Fractional GPUs on Nuvolos
GPU Slicing on Nuvolos: Device sharing and resource isolation
Allocating a full GPU to a single user is often inefficient. In teaching and foundational research, a workload might only use a fraction of a device's actual capacity, leaving the rest of the resource idle while the institution incurs full costs.
Nuvolos GPU Slicing splits a single physical device into multiple isolated devices, going beyond solutions such as NVIDIA MiG. This allows multiple users to share the same hardware simultaneously without interfering with each other's work.
How It Works For You
1. For Students
Dedicated Resources: Your Application runs on a dedicated, isolated computing device (GPU, NPU, or other accelerators), with a fixed allocation of the device’s capacity, i.e., cores and video memory (VRAM).
Workload Isolation: Your compute environment is sandboxed. If another user on the same physical card runs code that crashes or overloads their system, your workspace remains stable and unaffected.
2. For Educators & TAs
Predictable scaling: Deploy uniform Applications with dedicated, isolated computing devices (GPUs, NPUs, or other accelerators) to 10 or 150+ students simultaneously. Resources are sourced by Nuvolos from geo-diverse locations, ensuring simultaneous availability of the desired computing devices to all participants.
Consistent environments: Every student operates on the identical hardware and software profile, eliminating environment-related troubleshooting during labs.
Cost constraints: Set automated runtime limits and per-student credit quotas. If an Application is left idle over a weekend, Nuvolos automatically shuts it down to protect your budget within a time window configurable by you.
3. For Research
Higher resource utilization: Run up to eight concurrent workloads on a single physical device during active course hours, maximizing the return on your hardware investment.
Provider independent: The Nuvolos control plane sits above the infrastructure layer.
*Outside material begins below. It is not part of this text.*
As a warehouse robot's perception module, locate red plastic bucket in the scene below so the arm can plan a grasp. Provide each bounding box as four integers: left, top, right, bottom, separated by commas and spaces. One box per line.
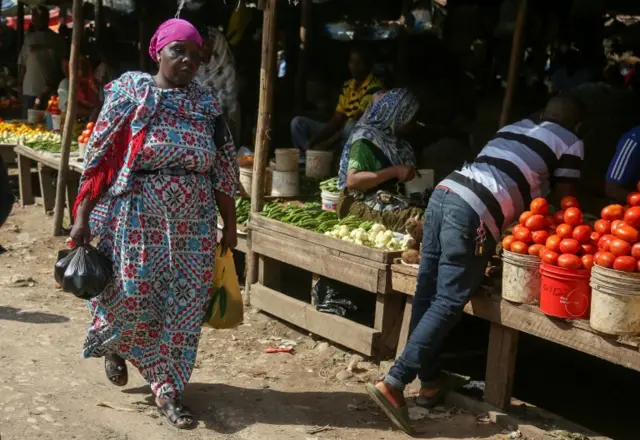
540, 263, 591, 319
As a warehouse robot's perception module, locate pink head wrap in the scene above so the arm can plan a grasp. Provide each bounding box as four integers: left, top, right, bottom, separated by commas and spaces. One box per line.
149, 18, 202, 61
The end-user experience remains identical whether your compute resources run on Azure, SWITCH Cloud, or on-premise servers.
Clear telemetry: Track usage metrics by user, department, or course to convert aggregate cloud bills into clear operational data.
Traditional Allocations vs. Nuvolos GPU Slicing
Feature
Traditional Allocation
Nuvolos GPU Slicing
User Capacity
1 User per device
Up to 8 Users per device
Hardware Constraints
Often requires specific enterprise-grade devices
Fits across varied device tiers
Stability
Shared environments risk full-node crashes
Strict memory boundaries protect adjacent users
Cost Management
High risk of idle runtime costs
Enforced auto-stop timers and credit limits

Behind the ScenesTo deliver this, Nuvolos transforms raw bare-metal infrastructure into an expandable platform that operates uniformly across multiple cloud providers. Within this flexible cloud environment, we integrate a toolkit to dynamically slice physical devices, delivering isolated processing power straight to individual Applications regardless of where the underlying hardware physically sits. The system injects a custom scheduler into the Nuvolos control plane. When an Application container requests a fraction of a device, our runtime library intercepts memory allocations at the user-space boundary. If an Application attempts to exceed its assigned allocation, the library blocks the overflow, keeping the underlying node and all adjacent users completely stable.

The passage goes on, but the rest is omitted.